O salão era magistralmente decorado com paredes brancas ornadas de dourado, tinham o requinte dos palácios dos czares, andares amparados por colunas de bronze e mármore, janelões com cortinas esvoaçantes em cujo peitoral se aninhavam músicos com instrumentos, e no piso extenso, a plateia. Tudo era belo, indiscreto na alegria e gingados simétricos das valsas, nas mãos macias sobre as costas dos parceiros e estes, com mais vigor, nas cinturas delas conduzindo-as no vaivém enxertado de rodopios e langores. A valsa é a dança dos amores, consegue recitar poemas esquadrinhados nos volveres quais folhas embaladas por vento morno de outono.
Todos a caráter, homens de preto nos ternos elegantes e mulheres em vestidos com laçarotes, buquês, rendas em frivolité e joias caras escorridas pelo corpo, reluzentes como os lampadários de cristal que pendiam voluptuosos sobre nós, e todos cantávamos extasiados com a música que nos invadia. Ou seria efeito da bebida que serviam?
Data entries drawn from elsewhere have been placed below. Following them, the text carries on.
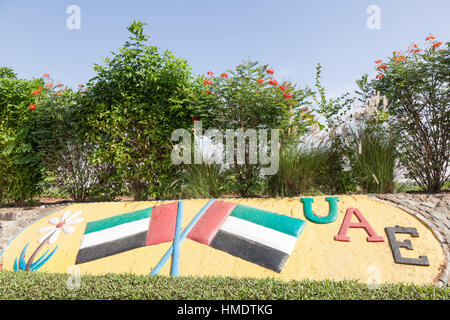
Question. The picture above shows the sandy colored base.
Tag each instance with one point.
(316, 256)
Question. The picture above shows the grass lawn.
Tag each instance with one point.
(29, 285)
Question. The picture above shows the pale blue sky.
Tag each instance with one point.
(291, 35)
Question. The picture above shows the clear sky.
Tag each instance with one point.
(291, 35)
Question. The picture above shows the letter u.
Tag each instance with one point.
(332, 215)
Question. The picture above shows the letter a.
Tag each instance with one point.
(363, 223)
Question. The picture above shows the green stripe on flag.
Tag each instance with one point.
(285, 224)
(117, 220)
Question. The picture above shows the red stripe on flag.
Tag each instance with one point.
(162, 224)
(211, 221)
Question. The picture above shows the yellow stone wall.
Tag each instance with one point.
(317, 256)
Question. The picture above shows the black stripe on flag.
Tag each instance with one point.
(249, 250)
(110, 248)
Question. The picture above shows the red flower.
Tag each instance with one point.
(436, 44)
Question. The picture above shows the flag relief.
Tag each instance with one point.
(106, 237)
(261, 237)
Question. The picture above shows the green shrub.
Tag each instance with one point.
(20, 167)
(202, 181)
(302, 170)
(416, 84)
(372, 157)
(249, 97)
(134, 103)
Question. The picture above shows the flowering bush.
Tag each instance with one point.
(20, 168)
(134, 103)
(250, 97)
(416, 82)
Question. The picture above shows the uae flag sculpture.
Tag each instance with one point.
(106, 237)
(261, 237)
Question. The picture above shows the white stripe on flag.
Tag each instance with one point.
(114, 233)
(255, 232)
O álcool dá-nos nos alegria e arranca de nós a pudicícia para nos fazer bonecos de taras. Até que um vento malquisto bateu numa janela esfarelando-a, parando tudo. Um reboliço.
Sem muito esperar corri até ela, olhei para fora e me espantei. A noite negra era triste, diferente do festivo salão, e chorava lamúrias nas ruas mal iluminadas. Entre marquises e bancos de jardim, ratos enormes chafurdavam lixo. Não, não eram só ratos, – que visão mais desastrosa – homens, mulheres, crianças disputavam alimentos com cães igualmente famintos. A pobreza se estampava agora não como pano de fundo a quem não se dá importância, mas nosso horizonte na noite entristecida. Incrédulo, olhei para trás para conferir essa diferença em que uns tem tanto e outros nada, e meus olhos não mentiriam, era verdade. Os músicos haviam sumido, as pomposas damas, os cavalheiros evaporaram e o salão ficou vazio. Não havia o brilho de antes, apenas velas respingando cera no assoalho.
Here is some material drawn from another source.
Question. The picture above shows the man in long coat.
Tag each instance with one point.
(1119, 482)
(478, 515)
Acordei no meu quarto num momento em que a consciência costuma conversar com si própria, e vi, nesse acordar, a realidade fria. A diferença social de nossa gente é gigante e precisa ser contida. Enquanto uma parte se sacia nos prazeres e até lascívia, a outra, sem casa e sem emprego, sem saúde, sem escola, sem esperança, sem um Norte passa necessidades básicas sob marquises e barracos, nas portas de açougues por ossos e nos lixões à procura de sobrevivência. O crime grassa fértil e a massa de miseráveis famélicos, aos poucos se enfurece sem querer, emburrecida na sua miséria em busca de dignidade.
O pior de tudo é que nessa realidade perversa ainda não aprendemos cobrar como se deve desses – sem exceção – velhacos da política que se locupletam da vida dos seus. Precisamos que tenham em definitivo disposição, coragem e ação para mudança e que parem de se digladiar exclusivamente pelo poder.